Why Pay For Performance Measures Should Also Apply To Health Insurance Companies

In a recent post entitled, “The Joys Of Health Insurance Bureaucracy” I described how it took me (a physician) over three months to get one common prescription filled through my new health insurance plan. Of note, I have still been unable to enroll in the prescription refill mail order service that saves my insurer money and (ostensibly) enhances my convenience. The prescription benefits manager (PBM) has lost three of my physician’s prescriptions sent to them by fax, and as a next step have emailed me instructions to complete an online form so that they have permission to contact my physician directly (to confirm the year’s refills). Unfortunately, page one of the form requires you to fill in your drug name and match it to their database’s list before you can continue to page two. For reasons I can’t understand, my common drug is not in their database. Therefore, I am unable to comply with my insurer’s wish that I enroll in mail order prescription refills. This will further delay receipt of my medication – and probably increase my cost as I will be penalized for not opting into the “preferred” mail order refill process.

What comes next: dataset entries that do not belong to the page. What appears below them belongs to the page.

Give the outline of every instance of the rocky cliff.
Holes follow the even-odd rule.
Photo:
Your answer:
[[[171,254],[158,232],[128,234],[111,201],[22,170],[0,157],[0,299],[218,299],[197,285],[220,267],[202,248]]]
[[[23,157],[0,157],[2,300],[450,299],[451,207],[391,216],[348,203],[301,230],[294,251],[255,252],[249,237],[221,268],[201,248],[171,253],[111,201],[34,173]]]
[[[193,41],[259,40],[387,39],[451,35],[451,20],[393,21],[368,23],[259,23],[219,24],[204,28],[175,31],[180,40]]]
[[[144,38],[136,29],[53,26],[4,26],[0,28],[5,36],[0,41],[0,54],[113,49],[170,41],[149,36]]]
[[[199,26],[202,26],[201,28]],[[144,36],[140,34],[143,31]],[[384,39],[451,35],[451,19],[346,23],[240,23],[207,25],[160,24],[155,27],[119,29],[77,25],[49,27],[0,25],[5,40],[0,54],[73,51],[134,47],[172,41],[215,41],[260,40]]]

Now, all of this is infuriating enough on its own, but the larger concern that I have is this: How many patients are not “compliant” with their medication regimen because of problems/delays with their health insurer or PBM? Physicians are being held accountable for their patients’ medication compliance rates, even receiving lower compensation for patients who don’t reach certain goals. This is called “pay-for-performance” and it’s meant to incentivize physicians to be more aggressive with patient follow up so that people stay healthier. But all the follow up in the world isn’t going to get patient X to take their medicine each day if their health insurer or PBM makes it impossible for them to get it in the first place. And shouldn’t there be consequences for such excessive red tape? Who is holding the insurers and PBMs accountable for their inefficiencies that prevent patients from getting their medicines in a timely manner?

Pay-for-performance assumes that physicians are the only healthcare influencers in the patient compliance cycle. I’ve learned that we only play a part in helping people stay on the best path for their health. Other key players can derail our best intentions, and it’s high time that we look at the poor performance of health insurers and PBMs as they often block (with intentional bureaucracy) our patients from getting the medicine they need. While insurers save money by having patients struggle to get their prescriptions filled, doctors are payed less when patients don’t take their medicines.

Not a great time to be a doctor or a patient… or both.